ELLE (Suisse), Julie Vasa, jeudi 29 septembre 2022


Une romancière est née.

Entrée fracassante de la journaliste valaisanne Sarah Jollien-Fardel sur la scène littéraire : elle signe chez Sabine Wespieser éditeur un premier roman auréolé du Prix du Roman Fnac et en lice pour plusieurs autres dont le prestigieux Prix Goncourt.
Peut-on se construire lorsque l’on a été brisé dès sa tendre enfance par des violences inouïes ? Peut-on surmonter de telles souffrances ?
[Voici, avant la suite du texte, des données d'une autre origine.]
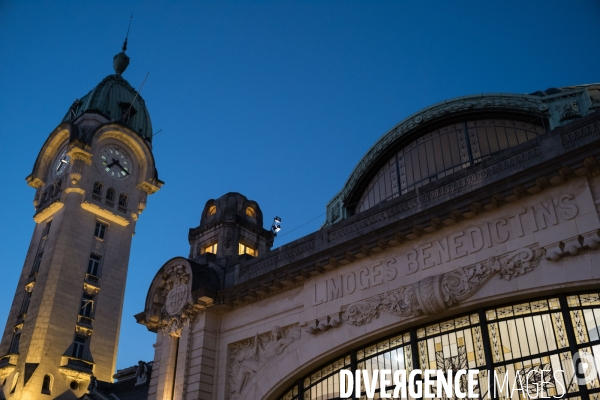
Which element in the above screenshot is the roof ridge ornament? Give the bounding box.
[113,14,133,76]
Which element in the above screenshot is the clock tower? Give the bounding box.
[0,41,163,400]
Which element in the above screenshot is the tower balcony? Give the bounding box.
[83,274,100,294]
[0,354,19,380]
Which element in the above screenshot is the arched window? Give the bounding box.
[356,119,545,212]
[119,193,129,213]
[42,374,53,394]
[92,182,104,201]
[106,189,115,207]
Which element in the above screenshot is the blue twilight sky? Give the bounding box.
[0,0,600,368]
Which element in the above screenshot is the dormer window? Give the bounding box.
[200,242,217,254]
[238,243,258,257]
[206,205,217,217]
[119,103,137,124]
[92,182,104,201]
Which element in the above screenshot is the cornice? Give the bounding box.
[329,93,548,216]
[215,114,600,306]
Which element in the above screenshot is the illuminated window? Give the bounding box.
[79,293,94,318]
[92,182,104,201]
[239,243,258,257]
[71,335,87,359]
[8,331,21,354]
[31,251,44,274]
[119,193,129,213]
[42,375,52,394]
[42,221,52,239]
[200,242,217,254]
[87,253,100,276]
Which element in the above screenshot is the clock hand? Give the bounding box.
[116,160,129,175]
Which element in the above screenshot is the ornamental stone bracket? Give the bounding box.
[546,230,600,261]
[342,247,545,326]
[157,265,205,337]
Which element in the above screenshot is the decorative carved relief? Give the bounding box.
[343,247,545,325]
[227,324,300,400]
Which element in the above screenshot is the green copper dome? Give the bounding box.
[63,72,152,142]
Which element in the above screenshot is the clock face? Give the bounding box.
[52,147,71,179]
[99,144,133,179]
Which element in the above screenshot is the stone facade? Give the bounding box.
[136,86,600,400]
[0,54,162,400]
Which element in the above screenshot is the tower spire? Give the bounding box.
[113,14,133,75]
[121,13,133,53]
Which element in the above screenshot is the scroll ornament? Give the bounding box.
[343,247,545,326]
[227,325,301,400]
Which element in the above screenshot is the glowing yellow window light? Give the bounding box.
[200,242,218,254]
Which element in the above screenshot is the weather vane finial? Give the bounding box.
[113,14,133,75]
[123,13,133,51]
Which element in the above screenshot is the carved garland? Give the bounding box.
[343,247,545,326]
[227,324,301,400]
[157,265,203,337]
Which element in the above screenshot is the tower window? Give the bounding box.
[10,372,19,393]
[8,331,21,354]
[119,193,129,213]
[20,292,31,315]
[79,293,94,318]
[200,242,217,254]
[92,182,104,201]
[94,222,107,240]
[71,335,87,359]
[30,251,44,275]
[238,243,258,257]
[87,253,100,276]
[42,375,52,394]
[106,189,115,207]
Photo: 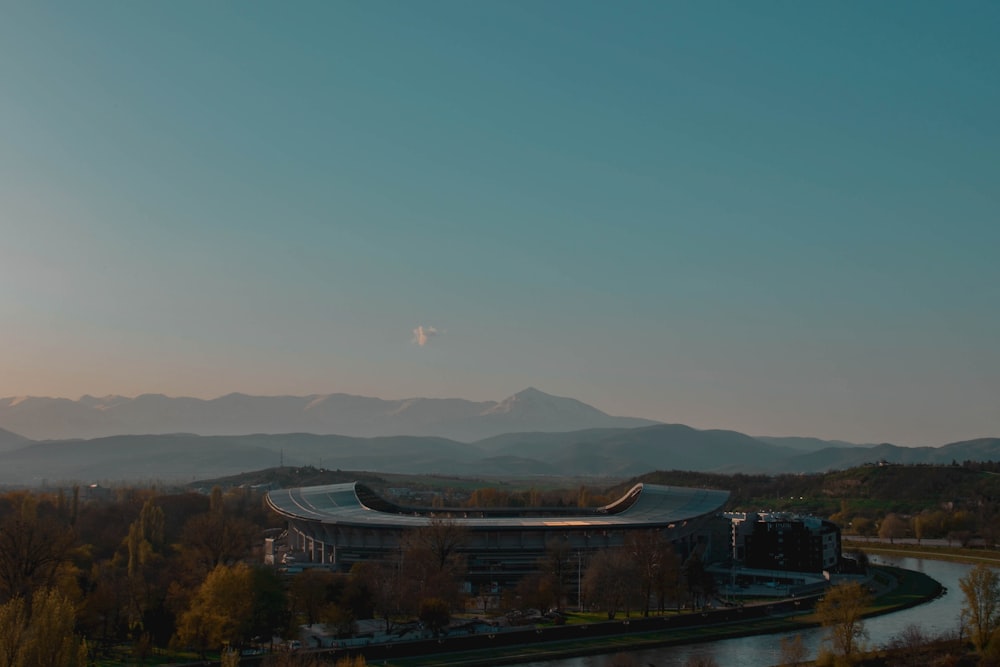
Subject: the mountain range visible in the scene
[0,387,656,442]
[0,389,1000,485]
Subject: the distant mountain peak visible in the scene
[0,387,655,442]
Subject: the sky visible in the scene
[0,0,1000,445]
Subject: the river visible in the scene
[528,555,973,667]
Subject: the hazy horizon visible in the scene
[0,0,1000,445]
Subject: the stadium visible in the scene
[267,482,729,590]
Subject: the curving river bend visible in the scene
[527,555,973,667]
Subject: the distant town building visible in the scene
[728,512,841,572]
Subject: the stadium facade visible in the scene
[267,482,729,587]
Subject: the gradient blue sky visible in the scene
[0,0,1000,444]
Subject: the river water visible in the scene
[528,555,972,667]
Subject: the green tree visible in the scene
[816,581,872,662]
[958,565,1000,654]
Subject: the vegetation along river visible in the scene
[528,555,973,667]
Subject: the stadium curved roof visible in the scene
[267,482,729,530]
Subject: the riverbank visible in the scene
[842,536,1000,567]
[363,567,942,667]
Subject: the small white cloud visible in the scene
[413,325,438,347]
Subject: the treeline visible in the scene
[636,461,1000,546]
[0,480,714,667]
[0,487,288,665]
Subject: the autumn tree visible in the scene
[816,581,872,662]
[0,588,87,667]
[878,512,906,544]
[418,598,451,637]
[624,530,676,616]
[958,564,1000,654]
[539,538,575,609]
[781,635,807,667]
[681,551,715,607]
[177,563,253,655]
[0,493,74,601]
[402,517,467,607]
[583,549,636,620]
[288,567,343,625]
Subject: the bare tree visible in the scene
[958,565,1000,654]
[816,581,872,659]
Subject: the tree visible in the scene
[781,635,807,667]
[288,567,338,625]
[682,552,715,607]
[177,563,253,655]
[0,493,74,601]
[538,538,573,610]
[418,598,451,637]
[625,530,676,616]
[0,588,87,667]
[583,549,636,621]
[958,565,1000,654]
[878,512,906,544]
[403,517,467,606]
[816,581,872,660]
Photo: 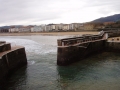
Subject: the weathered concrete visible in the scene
[106,41,120,52]
[57,39,106,65]
[0,43,27,90]
[57,30,120,66]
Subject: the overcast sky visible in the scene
[0,0,120,26]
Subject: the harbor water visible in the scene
[0,35,120,90]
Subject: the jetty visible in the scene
[57,30,120,66]
[0,41,27,90]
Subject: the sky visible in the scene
[0,0,120,26]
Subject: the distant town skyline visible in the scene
[0,0,120,26]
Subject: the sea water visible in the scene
[0,35,120,90]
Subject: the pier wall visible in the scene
[57,30,120,66]
[106,41,120,53]
[0,44,27,90]
[57,39,106,66]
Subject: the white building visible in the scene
[9,28,19,33]
[31,26,44,32]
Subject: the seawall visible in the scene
[0,43,27,90]
[57,39,106,66]
[57,30,120,66]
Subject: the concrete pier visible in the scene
[57,30,120,66]
[0,42,27,90]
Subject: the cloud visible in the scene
[0,0,120,25]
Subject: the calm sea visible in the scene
[0,35,120,90]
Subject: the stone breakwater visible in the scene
[0,41,27,90]
[57,30,120,66]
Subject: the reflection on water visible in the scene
[0,36,120,90]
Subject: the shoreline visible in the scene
[0,31,98,36]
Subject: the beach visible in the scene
[0,31,98,36]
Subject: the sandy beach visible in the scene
[0,31,98,36]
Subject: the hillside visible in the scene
[92,14,120,23]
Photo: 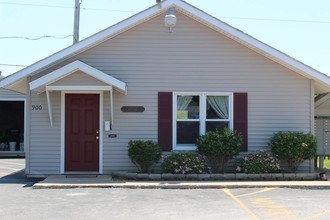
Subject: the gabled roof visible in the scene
[0,0,330,93]
[30,60,126,93]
Sa préférée est le récit d’une femme en colère qui tente, coûte que coûte, de refaire surface. Jeanne a grandi dans la terreur d’un père ultra-violent qui, pour un rien, s’en prenait à sa mère, à sa sœur et à elle-même. Coups en tous genres, cheveux arrachés, viols, humiliations, multiples privations… toute une panoplie de violences psychologiques et physiques dont un homme terrifiant usait quotidiennement. À la différence de sa mère et de sa sœur, Jeanne a très vite pris conscience du cycle infernal de la violences et de la lâcheté de tout son entourage, incapable de la protéger. Insouciance envolée, peur chevillée au corps, colère et orgueil en guise de moteur, elle s’est construite tant bien que mal s’éloignant de sa famille dès qu’elle a pu. Pour autant, l’émancipation ne va pas de soi. Sa préférée témoigne du très long et sinueux chemin parcouru par Jeanne, parsemé d’obstacles au gré des événements, des disparitions des siens. Un élément, personnage à part entière du livre, l’aide à se prendre en main :  le Léman. Même si le passé refait régulièrement surface, le lac est « le complice de sa mue ». L’eau et la terre, du Valais, à laquelle la narratrice revient inlassablement pour se ressourcer. Porté par une écriture puissante, ce roman dit justement la souffrance, l’empêchement d’être heureux, la difficulté à se construire, l’impossibilité de pardonner les autres et surtout soi-même. Sarah Jollien-Fardel sera présente au festival du LÀC, événement littéraire genevois, les 1er et 2 octobre.